At least they don’t need to fear for their livelihoods. As the audience learns from this motley quartet, a muezzin is expected to deal with all manner of mosque-related business. They mainly work as caretakers, responsible for unlocking the doors, vacuuming the carpets and keeping an eye on the congregation’s shoes during prayers. Everyday life repeatedly pops up in the piece: the electrician fiddles around with the screws on switches on his desk, another one vacuum-cleans the carpets strewn about the stage. Although many of them are employees of the state, the salaries are lean. One of the official prayer-callers has to work in a bakery so that he can feed his wife and children.
One of the four does not face the prospect of falling silent: Mohamed Ali Farag, the vice world champion in Koran recitation, is in demand throughout the Islamic world and one of the thirty chosen who will be allowed to call to prayer over the radio. Since minarets are prohibited from issuing recorded prayer-calls, all the transmissions will be live.
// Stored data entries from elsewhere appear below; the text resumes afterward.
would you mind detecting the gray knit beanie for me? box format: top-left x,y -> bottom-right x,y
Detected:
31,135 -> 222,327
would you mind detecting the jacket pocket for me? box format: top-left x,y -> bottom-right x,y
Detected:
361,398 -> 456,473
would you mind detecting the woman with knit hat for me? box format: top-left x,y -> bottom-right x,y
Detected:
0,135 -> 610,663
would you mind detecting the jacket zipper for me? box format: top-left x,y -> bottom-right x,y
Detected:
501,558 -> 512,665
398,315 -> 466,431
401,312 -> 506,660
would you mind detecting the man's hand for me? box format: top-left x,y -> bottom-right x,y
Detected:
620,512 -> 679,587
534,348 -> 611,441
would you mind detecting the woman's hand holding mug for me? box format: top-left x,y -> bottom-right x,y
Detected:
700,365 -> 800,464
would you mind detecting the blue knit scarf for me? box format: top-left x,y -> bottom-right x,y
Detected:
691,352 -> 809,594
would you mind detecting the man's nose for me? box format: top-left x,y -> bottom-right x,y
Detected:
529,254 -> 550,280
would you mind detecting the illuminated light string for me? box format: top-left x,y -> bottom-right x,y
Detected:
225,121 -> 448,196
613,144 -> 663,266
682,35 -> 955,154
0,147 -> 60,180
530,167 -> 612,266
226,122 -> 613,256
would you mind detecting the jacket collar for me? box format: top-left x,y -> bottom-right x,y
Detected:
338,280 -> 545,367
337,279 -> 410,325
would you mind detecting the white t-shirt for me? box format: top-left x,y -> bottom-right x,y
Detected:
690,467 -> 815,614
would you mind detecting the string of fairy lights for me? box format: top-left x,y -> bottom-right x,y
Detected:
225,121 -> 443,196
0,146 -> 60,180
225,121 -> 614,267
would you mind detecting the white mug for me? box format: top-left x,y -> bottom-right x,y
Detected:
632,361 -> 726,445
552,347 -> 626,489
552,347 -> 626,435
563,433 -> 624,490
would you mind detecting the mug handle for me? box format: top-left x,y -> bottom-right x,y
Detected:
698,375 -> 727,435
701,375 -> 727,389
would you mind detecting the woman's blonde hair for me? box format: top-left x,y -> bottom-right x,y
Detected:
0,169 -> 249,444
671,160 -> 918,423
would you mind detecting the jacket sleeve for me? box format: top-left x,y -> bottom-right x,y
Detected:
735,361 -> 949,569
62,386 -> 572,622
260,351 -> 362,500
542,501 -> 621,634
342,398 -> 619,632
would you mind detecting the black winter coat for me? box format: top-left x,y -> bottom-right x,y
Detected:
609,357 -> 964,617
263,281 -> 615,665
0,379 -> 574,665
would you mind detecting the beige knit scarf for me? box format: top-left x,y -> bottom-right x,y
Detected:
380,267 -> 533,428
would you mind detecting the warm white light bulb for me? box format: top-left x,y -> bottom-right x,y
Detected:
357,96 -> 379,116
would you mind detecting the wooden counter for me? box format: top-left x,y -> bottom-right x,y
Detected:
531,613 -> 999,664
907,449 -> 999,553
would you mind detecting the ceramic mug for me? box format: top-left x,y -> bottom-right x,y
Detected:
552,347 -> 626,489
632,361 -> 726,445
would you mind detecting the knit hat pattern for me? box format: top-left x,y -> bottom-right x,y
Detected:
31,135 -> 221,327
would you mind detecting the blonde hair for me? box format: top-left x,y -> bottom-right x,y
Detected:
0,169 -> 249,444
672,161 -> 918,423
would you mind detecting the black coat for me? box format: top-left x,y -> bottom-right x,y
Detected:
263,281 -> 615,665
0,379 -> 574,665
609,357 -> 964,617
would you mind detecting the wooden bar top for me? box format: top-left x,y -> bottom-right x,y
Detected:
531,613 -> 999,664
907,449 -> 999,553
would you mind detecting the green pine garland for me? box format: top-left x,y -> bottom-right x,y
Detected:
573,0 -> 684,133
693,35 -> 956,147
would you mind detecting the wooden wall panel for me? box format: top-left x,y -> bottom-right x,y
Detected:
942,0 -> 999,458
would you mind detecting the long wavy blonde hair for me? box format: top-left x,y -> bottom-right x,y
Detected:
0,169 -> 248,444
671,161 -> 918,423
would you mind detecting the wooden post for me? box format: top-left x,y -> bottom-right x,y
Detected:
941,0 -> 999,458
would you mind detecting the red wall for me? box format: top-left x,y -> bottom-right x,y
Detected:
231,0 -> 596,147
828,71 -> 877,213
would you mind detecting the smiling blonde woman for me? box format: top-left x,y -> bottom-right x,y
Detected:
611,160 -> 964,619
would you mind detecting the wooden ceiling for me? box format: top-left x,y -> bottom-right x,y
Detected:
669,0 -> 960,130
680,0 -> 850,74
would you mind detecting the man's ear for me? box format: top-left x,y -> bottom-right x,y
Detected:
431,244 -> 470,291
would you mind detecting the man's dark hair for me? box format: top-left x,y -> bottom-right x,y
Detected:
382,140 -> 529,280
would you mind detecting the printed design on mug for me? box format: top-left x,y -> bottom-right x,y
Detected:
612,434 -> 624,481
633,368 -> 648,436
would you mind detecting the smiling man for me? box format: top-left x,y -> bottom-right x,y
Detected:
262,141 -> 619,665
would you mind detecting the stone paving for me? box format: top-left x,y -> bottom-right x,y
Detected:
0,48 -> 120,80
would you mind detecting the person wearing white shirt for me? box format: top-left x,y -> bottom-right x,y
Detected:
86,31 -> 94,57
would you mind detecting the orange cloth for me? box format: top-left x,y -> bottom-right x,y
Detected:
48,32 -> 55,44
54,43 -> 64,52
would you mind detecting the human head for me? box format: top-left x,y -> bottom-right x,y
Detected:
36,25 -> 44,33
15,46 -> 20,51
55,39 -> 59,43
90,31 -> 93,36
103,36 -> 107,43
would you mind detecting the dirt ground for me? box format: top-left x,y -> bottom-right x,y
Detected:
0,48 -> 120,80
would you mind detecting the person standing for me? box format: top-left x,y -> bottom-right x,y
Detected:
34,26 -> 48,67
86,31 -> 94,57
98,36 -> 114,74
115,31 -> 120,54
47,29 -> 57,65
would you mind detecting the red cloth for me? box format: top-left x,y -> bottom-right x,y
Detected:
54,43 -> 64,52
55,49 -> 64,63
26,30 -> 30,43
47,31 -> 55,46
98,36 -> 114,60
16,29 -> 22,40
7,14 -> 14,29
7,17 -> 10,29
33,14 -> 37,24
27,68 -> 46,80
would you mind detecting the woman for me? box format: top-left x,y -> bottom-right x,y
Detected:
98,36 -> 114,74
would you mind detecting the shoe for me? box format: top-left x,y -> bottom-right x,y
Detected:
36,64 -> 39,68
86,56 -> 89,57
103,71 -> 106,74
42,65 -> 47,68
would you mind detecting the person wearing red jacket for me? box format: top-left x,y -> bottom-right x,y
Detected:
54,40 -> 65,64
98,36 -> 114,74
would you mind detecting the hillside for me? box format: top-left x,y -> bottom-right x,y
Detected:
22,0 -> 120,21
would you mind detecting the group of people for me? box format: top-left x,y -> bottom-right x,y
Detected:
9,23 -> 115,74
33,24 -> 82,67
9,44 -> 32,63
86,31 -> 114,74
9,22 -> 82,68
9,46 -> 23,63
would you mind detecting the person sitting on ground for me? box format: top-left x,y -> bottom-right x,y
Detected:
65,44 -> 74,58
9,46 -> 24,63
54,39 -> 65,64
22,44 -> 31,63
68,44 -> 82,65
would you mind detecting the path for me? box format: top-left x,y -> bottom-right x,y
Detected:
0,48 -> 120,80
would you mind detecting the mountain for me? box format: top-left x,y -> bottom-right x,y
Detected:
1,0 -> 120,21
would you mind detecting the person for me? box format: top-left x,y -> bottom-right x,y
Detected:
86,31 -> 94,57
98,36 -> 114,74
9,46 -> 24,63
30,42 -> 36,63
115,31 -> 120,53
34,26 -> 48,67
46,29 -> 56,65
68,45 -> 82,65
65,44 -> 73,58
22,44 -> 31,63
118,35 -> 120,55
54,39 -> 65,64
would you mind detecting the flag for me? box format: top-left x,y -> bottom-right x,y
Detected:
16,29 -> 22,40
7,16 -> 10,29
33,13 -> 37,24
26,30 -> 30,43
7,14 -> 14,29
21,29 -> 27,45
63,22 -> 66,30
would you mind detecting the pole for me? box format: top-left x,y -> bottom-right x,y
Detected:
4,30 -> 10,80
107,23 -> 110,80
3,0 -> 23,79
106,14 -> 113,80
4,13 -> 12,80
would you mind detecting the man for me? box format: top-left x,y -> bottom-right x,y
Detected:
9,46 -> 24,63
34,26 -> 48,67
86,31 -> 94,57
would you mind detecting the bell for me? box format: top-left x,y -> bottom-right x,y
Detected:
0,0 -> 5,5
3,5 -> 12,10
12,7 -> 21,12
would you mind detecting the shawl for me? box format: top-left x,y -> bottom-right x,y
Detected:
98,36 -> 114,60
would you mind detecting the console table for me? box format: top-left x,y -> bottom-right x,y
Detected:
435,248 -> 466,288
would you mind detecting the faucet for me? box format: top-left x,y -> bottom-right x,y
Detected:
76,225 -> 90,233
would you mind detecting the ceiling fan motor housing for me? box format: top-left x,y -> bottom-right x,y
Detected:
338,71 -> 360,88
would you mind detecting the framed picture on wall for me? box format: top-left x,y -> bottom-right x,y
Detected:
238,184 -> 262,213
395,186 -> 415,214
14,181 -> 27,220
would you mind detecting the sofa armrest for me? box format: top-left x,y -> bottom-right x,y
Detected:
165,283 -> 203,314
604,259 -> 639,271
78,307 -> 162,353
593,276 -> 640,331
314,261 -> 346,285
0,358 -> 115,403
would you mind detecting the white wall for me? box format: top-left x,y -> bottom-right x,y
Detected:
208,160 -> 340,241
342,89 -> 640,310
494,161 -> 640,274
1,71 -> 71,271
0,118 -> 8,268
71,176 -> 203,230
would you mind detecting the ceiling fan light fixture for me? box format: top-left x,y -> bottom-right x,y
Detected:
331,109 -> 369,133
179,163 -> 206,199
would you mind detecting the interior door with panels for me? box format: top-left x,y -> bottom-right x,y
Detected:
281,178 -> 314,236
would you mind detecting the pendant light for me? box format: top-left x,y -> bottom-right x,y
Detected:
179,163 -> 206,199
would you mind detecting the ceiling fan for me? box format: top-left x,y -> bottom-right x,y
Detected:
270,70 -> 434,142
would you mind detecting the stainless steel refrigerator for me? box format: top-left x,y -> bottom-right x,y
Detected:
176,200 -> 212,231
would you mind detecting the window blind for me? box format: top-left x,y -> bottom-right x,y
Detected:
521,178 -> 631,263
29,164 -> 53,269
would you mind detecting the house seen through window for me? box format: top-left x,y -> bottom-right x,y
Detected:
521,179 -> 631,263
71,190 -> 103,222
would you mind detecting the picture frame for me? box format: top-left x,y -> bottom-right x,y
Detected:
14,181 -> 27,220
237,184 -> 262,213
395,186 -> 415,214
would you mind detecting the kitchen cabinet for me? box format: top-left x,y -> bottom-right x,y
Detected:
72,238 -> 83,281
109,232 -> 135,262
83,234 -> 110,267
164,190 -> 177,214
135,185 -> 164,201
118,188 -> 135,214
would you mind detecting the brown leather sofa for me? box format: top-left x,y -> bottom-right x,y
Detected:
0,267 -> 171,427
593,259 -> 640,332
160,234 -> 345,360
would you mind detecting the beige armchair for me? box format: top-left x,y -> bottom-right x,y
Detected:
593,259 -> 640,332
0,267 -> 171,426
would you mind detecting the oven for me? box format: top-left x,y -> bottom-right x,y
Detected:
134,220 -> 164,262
Pleased though Farag is to know that millions of the faithful will then hear his voice, he acknowledges that they will not be able to see him. His colleagues are less convinced by the radio concept. Hussein is of the opinion that calls to prayer should be given individually: “It’s better for Islam.”
With “Radio Muezzin”, Kaegi has brought to the stage an aspect of Cairene society that seldom moves beyond the confines of the mosque. At the same time, and almost casually, it is also about Islam as a religion, but mediated through a social framework that permits a clear-eyed view.
[…]
All the same, it was Kaegi’s insistence on everyday aspects that allowed him to handle the subject of Islam almost playfully, with no hint of the moralizing or didactic. The same might be said of the disarming remark from the muezzin who grew a beard in obedience to the Prophet’s teachings: “But I trim it regularly because otherwise I come out in spots.”